开源日报 每天推荐一个 GitHub 优质开源项目和一篇精选英文科技或编程文章原文,坚持阅读《开源日报》,保持每日学习的好习惯。
今日推荐开源项目:《你好世界 hello-world》
今日推荐英文原文:《Is Screen Time Killing Our Learning Capacity?》

今日推荐开源项目:《你好世界 hello-world》传送门:GitHub链接
推荐理由:用各种各样的方法写出 HelloWorld 的项目。这个项目是一个对于各种语言来说写 helloworld 的方法合集,学习一门编程语言的时候我们最先干的事情就是想办法用它弄出 helloworld 来,除了自己弄,看看别的语言究竟要怎么整出这个词来也是个颇有意思的事情。
今日推荐英文原文:《Is Screen Time Killing Our Learning Capacity?》作者:Clayton Moulynox
原文链接:https://theascent.pub/is-screen-time-killing-our-learning-capacity-ec184816dfa2
推荐理由:现在我们对着电脑屏幕手机屏幕的时间都变得很长了,这会让我们的学习能力下降吗?

Is Screen Time Killing Our Learning Capacity?


Photo by Kelly Sikkema on Unsplash

A year or so ago I turned forty. Ever since, I’ve seriously started to wonder if I’m getting dumber as I’ve aged through my fourth and in to my fifth decade.

I used to pride myself on having a nimble mind, on being able to solve complex problems. In a meeting with waves of conflicting viewpoints and suggestions, I could part the sea awash with ambiguity and lead everyone across to the shores of clarity — chest puffed out to the sounds of energetic agreement. “Yes, that’s a fantastic idea!”

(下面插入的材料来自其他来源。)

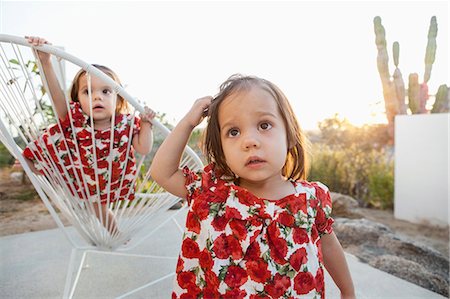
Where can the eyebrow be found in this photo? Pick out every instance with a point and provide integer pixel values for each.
(228, 122)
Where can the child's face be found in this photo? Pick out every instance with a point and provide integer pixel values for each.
(253, 135)
(103, 99)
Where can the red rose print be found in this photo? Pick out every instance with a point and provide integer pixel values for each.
(219, 223)
(257, 270)
(238, 228)
(210, 293)
(192, 223)
(232, 213)
(304, 283)
(320, 281)
(205, 259)
(298, 258)
(190, 248)
(253, 252)
(201, 208)
(300, 235)
(180, 265)
(235, 277)
(286, 219)
(220, 247)
(235, 294)
(314, 234)
(234, 247)
(278, 286)
(212, 281)
(186, 279)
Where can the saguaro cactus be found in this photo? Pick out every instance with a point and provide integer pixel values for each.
(394, 91)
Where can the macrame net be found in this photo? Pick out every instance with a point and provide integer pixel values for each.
(66, 185)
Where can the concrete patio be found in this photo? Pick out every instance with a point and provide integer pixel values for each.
(34, 265)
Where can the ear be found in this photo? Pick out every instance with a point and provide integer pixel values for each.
(291, 143)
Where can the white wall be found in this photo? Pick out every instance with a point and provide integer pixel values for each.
(422, 168)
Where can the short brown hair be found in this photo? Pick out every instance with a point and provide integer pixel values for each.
(296, 163)
(122, 105)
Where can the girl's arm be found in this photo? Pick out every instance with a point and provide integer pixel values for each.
(165, 167)
(143, 141)
(56, 93)
(336, 265)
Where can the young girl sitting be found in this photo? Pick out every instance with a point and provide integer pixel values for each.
(255, 228)
(71, 150)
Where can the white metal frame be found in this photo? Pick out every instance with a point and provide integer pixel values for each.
(46, 190)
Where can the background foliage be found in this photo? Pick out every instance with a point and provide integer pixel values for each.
(356, 161)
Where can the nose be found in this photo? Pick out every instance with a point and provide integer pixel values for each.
(97, 95)
(250, 141)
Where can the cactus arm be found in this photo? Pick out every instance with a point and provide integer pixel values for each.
(382, 57)
(430, 53)
(413, 93)
(399, 91)
(442, 102)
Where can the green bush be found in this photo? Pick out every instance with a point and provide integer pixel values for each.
(367, 175)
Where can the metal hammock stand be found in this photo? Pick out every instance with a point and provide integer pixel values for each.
(26, 113)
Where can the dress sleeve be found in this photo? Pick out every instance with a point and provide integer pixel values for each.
(136, 125)
(323, 220)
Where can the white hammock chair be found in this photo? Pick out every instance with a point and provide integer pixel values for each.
(25, 113)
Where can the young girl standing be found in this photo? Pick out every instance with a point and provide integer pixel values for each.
(255, 228)
(91, 100)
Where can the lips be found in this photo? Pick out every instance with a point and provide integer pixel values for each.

Now there are times I need to crank the handle well in advance to get my motor running and, even then, it’s a little clunky and creaky, in need of some oil. Boldly parting the seas less often and instead progressing across with the slow putt-putt of a little tin boat capable of tipping in to the ambiguous abyss at any point. Energetic agreement replaced by sighs of resignation. “OK, I guess that’ll do”.

A decade of mind depreciation


Could it be true that I simply used to be smarter ten years ago than I am now?

I don’t mean smarter in an academic sense. I’m referring to what I think of as “brain smart”: Easily able to grasp new ideas; connect ideas together in more meaningful ways; uncover creative solutions and insight to solve problems.

Sure, a lot has happened in those ten or so years — my wife and I created two humans, moved across Australia and then across the world and I shifted from the comfort of Microsoft to the unknown of startups. So perhaps my brain is just busier?

Actually, I think I’m on to something. Maybe my brain IS busier…but with time wasting twaddle.

Because another massive change in the last ten years is the increase in screen time. Particularly, the omnipresent iPhone.

The dying art of daydreaming


I used to daydream a lot more. I specifically remember looking forward to doing nothing and letting my mind wander…sometimes it was in bed when I woke early or it was in the shower or at night when I turned off the TV. There were days in summer I’d lay on the trampoline in the yard catching sun rays and dreaming like some kind of solar powered thought machine.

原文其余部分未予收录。